Sexually Transmitted Infections (STIs) are on the rise among students at the University of Huddersfield.
Now nursing staff have been awarded funding of £5,000 from the Queen’s Nursing Institute (QNI) to develop a bespoke STI screening service.
The aim is to increase engagement with the male population of the university – whether or not they are registered with the university practice.
Following a rise in STI at the university Sam McNeely, practice nurse manager at the University Health Centre, undertook a study and discovered that only a third of patients attending the health centre sexual health clinic were males.
Since January this year the clinic has had 55 positive chlamydia diagnoses which she said underlines the need for STI screening and the promotion of screening in men.

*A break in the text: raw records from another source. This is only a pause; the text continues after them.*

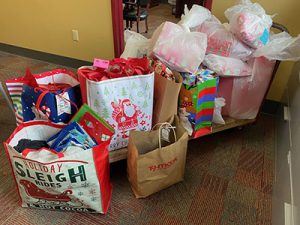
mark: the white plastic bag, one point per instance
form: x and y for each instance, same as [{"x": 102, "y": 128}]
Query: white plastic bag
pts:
[
  {"x": 281, "y": 47},
  {"x": 178, "y": 49},
  {"x": 225, "y": 66},
  {"x": 136, "y": 45},
  {"x": 194, "y": 17},
  {"x": 217, "y": 117},
  {"x": 250, "y": 23},
  {"x": 220, "y": 41}
]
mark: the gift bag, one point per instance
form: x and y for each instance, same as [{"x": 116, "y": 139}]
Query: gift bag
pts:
[
  {"x": 126, "y": 103},
  {"x": 166, "y": 91},
  {"x": 76, "y": 181},
  {"x": 197, "y": 96},
  {"x": 244, "y": 95},
  {"x": 156, "y": 159},
  {"x": 53, "y": 95}
]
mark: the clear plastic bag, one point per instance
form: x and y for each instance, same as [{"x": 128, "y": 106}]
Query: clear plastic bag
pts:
[
  {"x": 222, "y": 42},
  {"x": 281, "y": 47},
  {"x": 217, "y": 117},
  {"x": 177, "y": 48},
  {"x": 225, "y": 66},
  {"x": 250, "y": 23},
  {"x": 194, "y": 17},
  {"x": 183, "y": 115},
  {"x": 136, "y": 45}
]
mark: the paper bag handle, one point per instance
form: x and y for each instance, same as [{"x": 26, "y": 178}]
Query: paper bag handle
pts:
[{"x": 168, "y": 125}]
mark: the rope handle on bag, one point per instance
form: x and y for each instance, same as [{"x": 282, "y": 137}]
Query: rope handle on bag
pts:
[{"x": 164, "y": 125}]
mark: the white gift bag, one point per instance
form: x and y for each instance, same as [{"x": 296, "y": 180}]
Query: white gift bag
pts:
[{"x": 126, "y": 103}]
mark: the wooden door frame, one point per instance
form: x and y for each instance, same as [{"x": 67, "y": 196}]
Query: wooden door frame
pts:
[{"x": 118, "y": 27}]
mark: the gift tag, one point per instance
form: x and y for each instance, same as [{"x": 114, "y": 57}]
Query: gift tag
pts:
[
  {"x": 101, "y": 63},
  {"x": 63, "y": 104}
]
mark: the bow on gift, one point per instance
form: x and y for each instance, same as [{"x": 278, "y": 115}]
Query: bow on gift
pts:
[{"x": 117, "y": 68}]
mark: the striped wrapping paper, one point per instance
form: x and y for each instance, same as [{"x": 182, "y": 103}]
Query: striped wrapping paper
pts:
[{"x": 198, "y": 100}]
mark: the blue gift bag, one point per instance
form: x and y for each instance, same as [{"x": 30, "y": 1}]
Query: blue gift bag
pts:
[{"x": 57, "y": 98}]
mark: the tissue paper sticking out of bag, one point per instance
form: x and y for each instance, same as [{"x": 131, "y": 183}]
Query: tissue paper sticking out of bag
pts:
[
  {"x": 194, "y": 17},
  {"x": 177, "y": 48},
  {"x": 250, "y": 23},
  {"x": 281, "y": 47},
  {"x": 222, "y": 42},
  {"x": 225, "y": 66},
  {"x": 136, "y": 45}
]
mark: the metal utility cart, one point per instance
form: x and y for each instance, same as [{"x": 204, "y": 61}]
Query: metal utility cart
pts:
[{"x": 121, "y": 154}]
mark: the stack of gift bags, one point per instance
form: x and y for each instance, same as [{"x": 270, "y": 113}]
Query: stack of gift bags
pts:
[{"x": 150, "y": 100}]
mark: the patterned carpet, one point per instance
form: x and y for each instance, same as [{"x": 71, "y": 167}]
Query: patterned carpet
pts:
[{"x": 228, "y": 178}]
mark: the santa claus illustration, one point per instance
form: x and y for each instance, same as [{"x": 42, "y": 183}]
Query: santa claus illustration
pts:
[{"x": 125, "y": 114}]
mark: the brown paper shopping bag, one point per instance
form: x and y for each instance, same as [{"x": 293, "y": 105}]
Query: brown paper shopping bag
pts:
[
  {"x": 166, "y": 94},
  {"x": 153, "y": 163}
]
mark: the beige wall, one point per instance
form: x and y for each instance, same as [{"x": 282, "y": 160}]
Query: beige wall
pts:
[
  {"x": 288, "y": 14},
  {"x": 46, "y": 25}
]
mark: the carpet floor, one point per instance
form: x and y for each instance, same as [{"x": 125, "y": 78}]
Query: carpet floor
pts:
[{"x": 228, "y": 178}]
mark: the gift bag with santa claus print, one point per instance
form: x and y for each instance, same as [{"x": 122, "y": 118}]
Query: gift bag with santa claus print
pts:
[
  {"x": 126, "y": 103},
  {"x": 75, "y": 180}
]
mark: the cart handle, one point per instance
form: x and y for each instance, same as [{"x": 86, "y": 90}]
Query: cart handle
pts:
[{"x": 280, "y": 27}]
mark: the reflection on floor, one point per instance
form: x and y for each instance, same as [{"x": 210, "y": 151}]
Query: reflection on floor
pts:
[{"x": 157, "y": 15}]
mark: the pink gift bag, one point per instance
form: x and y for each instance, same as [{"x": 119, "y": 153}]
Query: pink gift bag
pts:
[{"x": 244, "y": 95}]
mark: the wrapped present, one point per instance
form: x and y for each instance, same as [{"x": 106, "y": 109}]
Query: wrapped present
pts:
[{"x": 197, "y": 96}]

“We did a survey and found that men were either embarrassed or felt they were invincible. We were shocked by that,” says Sam. “If this project is successful it could roll out to other universities. It is something that can be mimicked. The key is that testing can be carried out in the privacy of people’s homes.”
Sam carried out an audit for for the years 2013, 2014 and 2015 looking at the period August 1 to December 31. She compared numbers of males attending the sexual health clinic against females and found there was a significant gap. In 2014 there were 345 women but only 73 men.
A promotional campaign has been developed that will include an information pack for male students containing leaflets, condoms, a urine testing pot for gonorrhoea (GC) and chlamydia, and an appointment card to book for Blood Borne Virus (BBV) blood tests at the university. BBVs include HIV, syphilis and Hepatitis B and C.
The packs will be available from reception, clinicians, and toilets within the University Health Centre and from student union premises, the university gym and main Halls of Residence.
Pop-up clinics will also be provided at strategic locations on campus/halls of residence/gym. Secure drop-off points for samples will be available throughout the health centre, such as the postbox for samples in reception.
Around 1,000 packs have been taken up by students with more than 60 returned so far. Sam and her team expect their busiest time to be around Freshers’ Week in September, and are gearing up to order more packs to cope.
The project, which began in April, will end in February of 2018.